Afghans vote in parliamentary poll amid Taliban threats

Despite threats from the Taliban, who have vowed to disrupt the vote, people in Afghanistan were today voting in parliamentary elections.

Insurgents across the country have launched a relatively small number of rocket attacks across the country.

In one of these attacks, Kandahar governor Tooryalai Wesa survived an attack on his convoy.

He told journalists how his convoy had been struck by an explosion while he was visiting polling centres, but no one was injured.

More than 2,500 candidates were vying for 249 seats in the Wolesi Jirga, the lower house of the Afghani Parliament.

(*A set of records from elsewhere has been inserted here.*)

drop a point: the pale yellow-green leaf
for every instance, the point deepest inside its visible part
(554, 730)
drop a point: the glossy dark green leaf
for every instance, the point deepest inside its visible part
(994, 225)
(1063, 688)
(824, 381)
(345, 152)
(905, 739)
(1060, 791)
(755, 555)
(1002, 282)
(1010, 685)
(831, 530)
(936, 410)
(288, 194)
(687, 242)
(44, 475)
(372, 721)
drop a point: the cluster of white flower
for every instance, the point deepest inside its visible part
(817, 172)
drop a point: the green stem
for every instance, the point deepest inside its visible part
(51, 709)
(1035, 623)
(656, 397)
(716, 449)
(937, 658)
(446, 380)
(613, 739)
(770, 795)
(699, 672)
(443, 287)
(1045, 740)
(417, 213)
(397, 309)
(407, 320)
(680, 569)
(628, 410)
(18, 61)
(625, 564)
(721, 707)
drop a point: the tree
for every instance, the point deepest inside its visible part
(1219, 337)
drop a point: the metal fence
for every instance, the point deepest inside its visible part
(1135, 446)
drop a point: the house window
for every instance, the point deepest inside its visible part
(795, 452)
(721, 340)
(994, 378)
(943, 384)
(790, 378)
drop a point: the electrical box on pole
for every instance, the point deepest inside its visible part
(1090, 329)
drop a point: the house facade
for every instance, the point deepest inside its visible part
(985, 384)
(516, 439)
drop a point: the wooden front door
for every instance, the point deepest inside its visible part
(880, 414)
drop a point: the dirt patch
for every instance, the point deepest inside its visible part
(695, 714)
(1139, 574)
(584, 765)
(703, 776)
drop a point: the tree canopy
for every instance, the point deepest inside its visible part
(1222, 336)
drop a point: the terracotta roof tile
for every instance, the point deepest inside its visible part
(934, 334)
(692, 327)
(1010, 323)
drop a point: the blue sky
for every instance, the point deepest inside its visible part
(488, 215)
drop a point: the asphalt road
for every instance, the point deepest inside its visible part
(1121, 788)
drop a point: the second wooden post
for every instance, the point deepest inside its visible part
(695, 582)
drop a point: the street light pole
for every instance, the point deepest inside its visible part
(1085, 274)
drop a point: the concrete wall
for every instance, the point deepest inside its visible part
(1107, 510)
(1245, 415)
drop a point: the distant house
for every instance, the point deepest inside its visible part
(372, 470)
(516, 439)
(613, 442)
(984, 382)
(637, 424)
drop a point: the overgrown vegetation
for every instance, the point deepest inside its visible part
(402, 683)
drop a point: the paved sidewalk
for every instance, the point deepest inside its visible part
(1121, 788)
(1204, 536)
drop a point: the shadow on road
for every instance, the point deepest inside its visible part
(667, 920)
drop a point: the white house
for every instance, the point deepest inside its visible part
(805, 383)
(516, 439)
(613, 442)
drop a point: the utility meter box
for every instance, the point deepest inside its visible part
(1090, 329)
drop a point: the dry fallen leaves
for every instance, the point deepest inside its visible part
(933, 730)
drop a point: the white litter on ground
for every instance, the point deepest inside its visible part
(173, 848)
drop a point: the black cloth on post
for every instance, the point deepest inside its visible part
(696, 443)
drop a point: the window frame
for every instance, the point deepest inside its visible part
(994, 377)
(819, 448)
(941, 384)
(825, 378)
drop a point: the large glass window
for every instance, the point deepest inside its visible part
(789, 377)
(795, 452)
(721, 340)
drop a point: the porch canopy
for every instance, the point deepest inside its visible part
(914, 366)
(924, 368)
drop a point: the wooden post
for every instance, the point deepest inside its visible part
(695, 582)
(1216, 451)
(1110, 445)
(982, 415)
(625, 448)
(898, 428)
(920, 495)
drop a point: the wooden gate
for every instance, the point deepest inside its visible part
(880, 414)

Afghan soldiers and police were on alert, backed up by nearly 150,000 foreign troops.

The poll was the first since a fraud-marred presidential election last year, and came after months of pledges of reform.

Nearly 6,000 polling stations in 34 provinces would stay open until 4pm local time (1.30 pm Maltese time) About another 1,000 stations had not opened because of security fears.

Voting so far had been “slow”, and turnout appeared to have been “thin”.

The Taliban had warned voters to boycott the poll and "stick to jihad".

In what correspondents described as a thinly-veiled threat, the Taliban said it had "chalked out certain measures... to frustrate this American process and will implement them on the day when the illegitimate process of elections is conducted".

In Balkh province, three people were killed and four were injured in a rocket attack.

According to the police, a rocket fired in Kabul early this morning landed outside Afghanistan's state-owned television station, close to the presidential palace and the NATO headquarters.

Security officials were quoted as saying that two polling stations in Jalalabad had been attacked and security forces were involved in gun battles with militants in three areas of the city.

There had also been reports of concerns that the indelible ink used to mark the fingers of people who have voted, to help prevent fraud, could be washed off.

The Taliban had already claimed responsibility for kidnapping two parliamentary candidates and 18 poll officials and campaign workers in the run-up to the elections.